How much is child support in Australia can be a confusing question to answer. Child support is an agreement made between the custodial parent and the non-custodial or adopting parent in order to financially assist the child or children after the parents separate or divorce. The amount of child support depends on many factors such as income of both parents, any assets owned by the parties and the amount of time spent by each of them with the child or children. The term “child support” has various other names too like child maintenance payment, allowance payment, maintenance award, child support agreement, spousal support, child partnership agreement, etc.
The amount of child support is set by the court at the time of the separation or divorce. The court takes into consideration all relevant matters such as the financial situation of both parents, the welfare of the child or children, and the ability of each of the parents to earn a living. In deciding the amount of child support, the court considers the standard of living each of the parents had when they were married.

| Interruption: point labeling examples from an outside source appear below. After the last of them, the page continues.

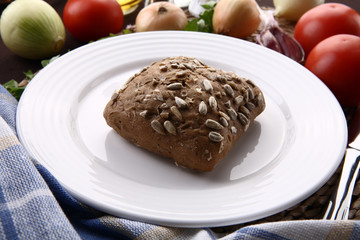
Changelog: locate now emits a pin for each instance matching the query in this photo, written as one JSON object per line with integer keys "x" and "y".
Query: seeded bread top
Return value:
{"x": 185, "y": 100}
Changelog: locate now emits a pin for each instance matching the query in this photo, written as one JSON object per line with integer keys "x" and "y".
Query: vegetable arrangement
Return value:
{"x": 32, "y": 29}
{"x": 330, "y": 36}
{"x": 90, "y": 20}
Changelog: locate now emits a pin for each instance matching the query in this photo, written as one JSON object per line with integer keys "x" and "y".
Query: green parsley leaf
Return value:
{"x": 13, "y": 88}
{"x": 204, "y": 22}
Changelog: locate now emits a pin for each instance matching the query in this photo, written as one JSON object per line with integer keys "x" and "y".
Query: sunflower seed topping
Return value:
{"x": 158, "y": 127}
{"x": 143, "y": 113}
{"x": 260, "y": 100}
{"x": 176, "y": 112}
{"x": 174, "y": 86}
{"x": 170, "y": 127}
{"x": 215, "y": 137}
{"x": 239, "y": 99}
{"x": 224, "y": 115}
{"x": 229, "y": 90}
{"x": 243, "y": 119}
{"x": 180, "y": 103}
{"x": 233, "y": 130}
{"x": 180, "y": 74}
{"x": 163, "y": 68}
{"x": 250, "y": 106}
{"x": 212, "y": 103}
{"x": 221, "y": 148}
{"x": 244, "y": 110}
{"x": 207, "y": 85}
{"x": 251, "y": 93}
{"x": 202, "y": 108}
{"x": 223, "y": 121}
{"x": 213, "y": 124}
{"x": 227, "y": 104}
{"x": 232, "y": 113}
{"x": 114, "y": 95}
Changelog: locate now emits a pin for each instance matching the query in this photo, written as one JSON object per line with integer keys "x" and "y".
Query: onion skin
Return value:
{"x": 32, "y": 29}
{"x": 160, "y": 16}
{"x": 294, "y": 9}
{"x": 236, "y": 18}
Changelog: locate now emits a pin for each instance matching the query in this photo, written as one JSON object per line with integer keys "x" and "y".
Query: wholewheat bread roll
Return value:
{"x": 185, "y": 110}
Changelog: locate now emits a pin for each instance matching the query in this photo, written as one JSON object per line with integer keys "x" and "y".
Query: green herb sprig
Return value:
{"x": 204, "y": 22}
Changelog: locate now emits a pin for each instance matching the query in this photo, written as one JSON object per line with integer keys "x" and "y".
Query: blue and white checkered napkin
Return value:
{"x": 33, "y": 205}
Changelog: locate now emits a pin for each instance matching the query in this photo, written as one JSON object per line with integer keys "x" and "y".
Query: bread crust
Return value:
{"x": 185, "y": 110}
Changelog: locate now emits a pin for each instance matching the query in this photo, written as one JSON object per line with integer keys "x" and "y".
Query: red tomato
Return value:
{"x": 90, "y": 20}
{"x": 324, "y": 21}
{"x": 336, "y": 61}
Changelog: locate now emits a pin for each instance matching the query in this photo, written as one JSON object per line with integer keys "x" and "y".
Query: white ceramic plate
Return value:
{"x": 294, "y": 146}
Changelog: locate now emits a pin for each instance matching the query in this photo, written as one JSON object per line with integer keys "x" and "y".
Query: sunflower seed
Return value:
{"x": 202, "y": 108}
{"x": 220, "y": 78}
{"x": 188, "y": 66}
{"x": 221, "y": 148}
{"x": 180, "y": 103}
{"x": 164, "y": 106}
{"x": 245, "y": 95}
{"x": 229, "y": 90}
{"x": 251, "y": 93}
{"x": 233, "y": 130}
{"x": 158, "y": 127}
{"x": 244, "y": 110}
{"x": 180, "y": 74}
{"x": 170, "y": 127}
{"x": 250, "y": 83}
{"x": 224, "y": 115}
{"x": 243, "y": 119}
{"x": 143, "y": 113}
{"x": 239, "y": 99}
{"x": 163, "y": 68}
{"x": 176, "y": 112}
{"x": 207, "y": 85}
{"x": 223, "y": 121}
{"x": 114, "y": 95}
{"x": 182, "y": 66}
{"x": 164, "y": 115}
{"x": 215, "y": 136}
{"x": 207, "y": 154}
{"x": 158, "y": 95}
{"x": 250, "y": 106}
{"x": 227, "y": 104}
{"x": 260, "y": 100}
{"x": 212, "y": 103}
{"x": 174, "y": 86}
{"x": 232, "y": 113}
{"x": 213, "y": 124}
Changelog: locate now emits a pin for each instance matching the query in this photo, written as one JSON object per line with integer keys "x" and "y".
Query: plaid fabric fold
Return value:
{"x": 33, "y": 205}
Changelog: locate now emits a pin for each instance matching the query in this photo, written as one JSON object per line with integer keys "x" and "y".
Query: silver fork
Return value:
{"x": 339, "y": 205}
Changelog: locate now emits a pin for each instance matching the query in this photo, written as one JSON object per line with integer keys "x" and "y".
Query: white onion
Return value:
{"x": 160, "y": 16}
{"x": 236, "y": 18}
{"x": 32, "y": 29}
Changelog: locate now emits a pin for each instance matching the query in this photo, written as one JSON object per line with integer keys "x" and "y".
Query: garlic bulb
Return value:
{"x": 294, "y": 9}
{"x": 32, "y": 29}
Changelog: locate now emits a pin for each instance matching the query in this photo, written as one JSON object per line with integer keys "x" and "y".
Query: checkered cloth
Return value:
{"x": 33, "y": 205}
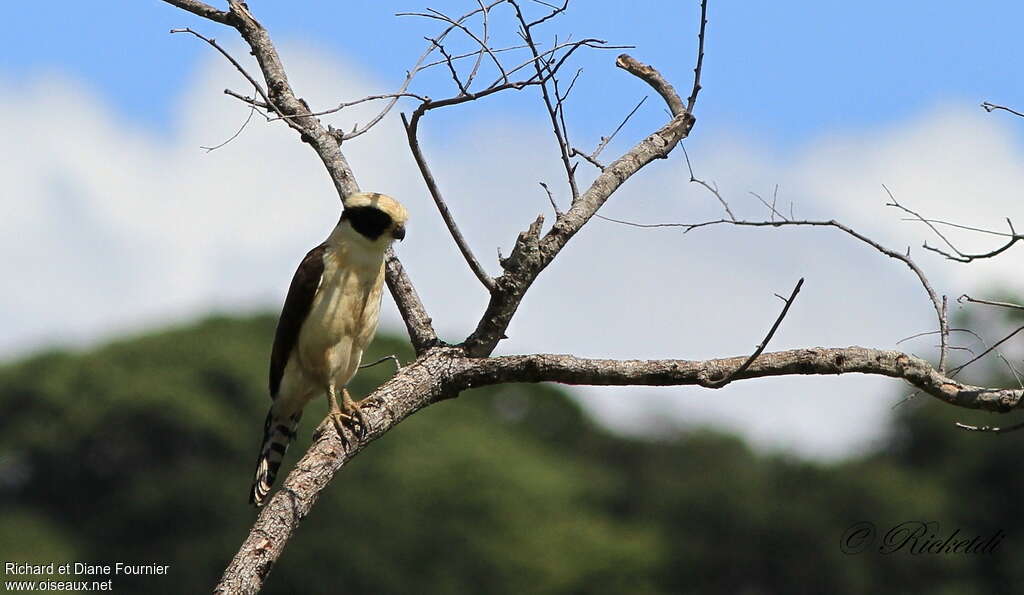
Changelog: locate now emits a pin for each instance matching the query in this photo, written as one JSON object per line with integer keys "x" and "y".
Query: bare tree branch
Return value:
{"x": 441, "y": 371}
{"x": 541, "y": 67}
{"x": 282, "y": 98}
{"x": 203, "y": 9}
{"x": 435, "y": 193}
{"x": 532, "y": 253}
{"x": 814, "y": 360}
{"x": 992, "y": 107}
{"x": 761, "y": 346}
{"x": 696, "y": 70}
{"x": 712, "y": 189}
{"x": 968, "y": 298}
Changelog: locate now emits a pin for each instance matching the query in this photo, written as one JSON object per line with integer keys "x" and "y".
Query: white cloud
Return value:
{"x": 108, "y": 228}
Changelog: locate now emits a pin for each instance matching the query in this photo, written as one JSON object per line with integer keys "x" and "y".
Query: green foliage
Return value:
{"x": 142, "y": 451}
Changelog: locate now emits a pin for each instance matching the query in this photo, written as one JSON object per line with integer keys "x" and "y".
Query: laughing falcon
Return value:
{"x": 330, "y": 316}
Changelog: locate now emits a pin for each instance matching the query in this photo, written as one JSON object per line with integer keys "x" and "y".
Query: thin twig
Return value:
{"x": 344, "y": 104}
{"x": 956, "y": 370}
{"x": 563, "y": 147}
{"x": 691, "y": 101}
{"x": 235, "y": 62}
{"x": 968, "y": 298}
{"x": 992, "y": 107}
{"x": 551, "y": 199}
{"x": 990, "y": 429}
{"x": 713, "y": 190}
{"x": 761, "y": 346}
{"x": 392, "y": 357}
{"x": 435, "y": 193}
{"x": 252, "y": 110}
{"x": 905, "y": 258}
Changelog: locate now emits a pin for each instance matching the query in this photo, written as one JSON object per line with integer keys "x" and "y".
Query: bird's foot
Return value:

It also takes into account the income and assets of each of the parents, their ages, and their mode of obtaining future support. If one of the parents has a substantial past earning capacity, or a good future earning capacity, they will receive a higher amount of child support than their less capable spouse.
If one of the spouses has unreasonable earnings or surplus income, they will receive lower amounts of child support than their less capable spouse. If one of the spouses have assets such as a home, the awarded amount will be less than the other parent’s. However, where one of the spouses have no assets and the other has none or very limited assets, the awarded amount will be the same for both parents. The amount of child support also depends on the child being raised by the custodial parent and the residence of the child who has received primary care. Where the child spends more time in another person’s home than with the custodial parent, the court may require one of the parents to pay child support even if that parent earns more money than the other parent. Again, this is based on the placement of the child.
Child support is a proportionate calculation. This means that it factors in the income of each parent and then compares that income to the income of the child. Where one parent has a higher paying job than the other, the more likely that the child will receive less support than the other parent. If both parents are employed and both parents get similar amounts of money for the same job, the court will make an exception and award the same amount of child support to each parent.
The amount of child support in Australia can be reviewed or reduced by a family court. If a parent feels they are receiving too much support, they can petition the court to reduce or alter the arrangements. A parent can also petition the court to increase any existing arrangements made regarding child support. This could be to increase the amount of support granted or to decrease the current amount.
The amount of child support in Australia is set by legislation. The amount cannot be changed unless it is included in the divorce agreement. If you need more information about how much is child support in Australia, contact a family law lawyer in your area. They will be able to help answer any questions that you may have and explain all of the options that you have with regards to child support in Australia.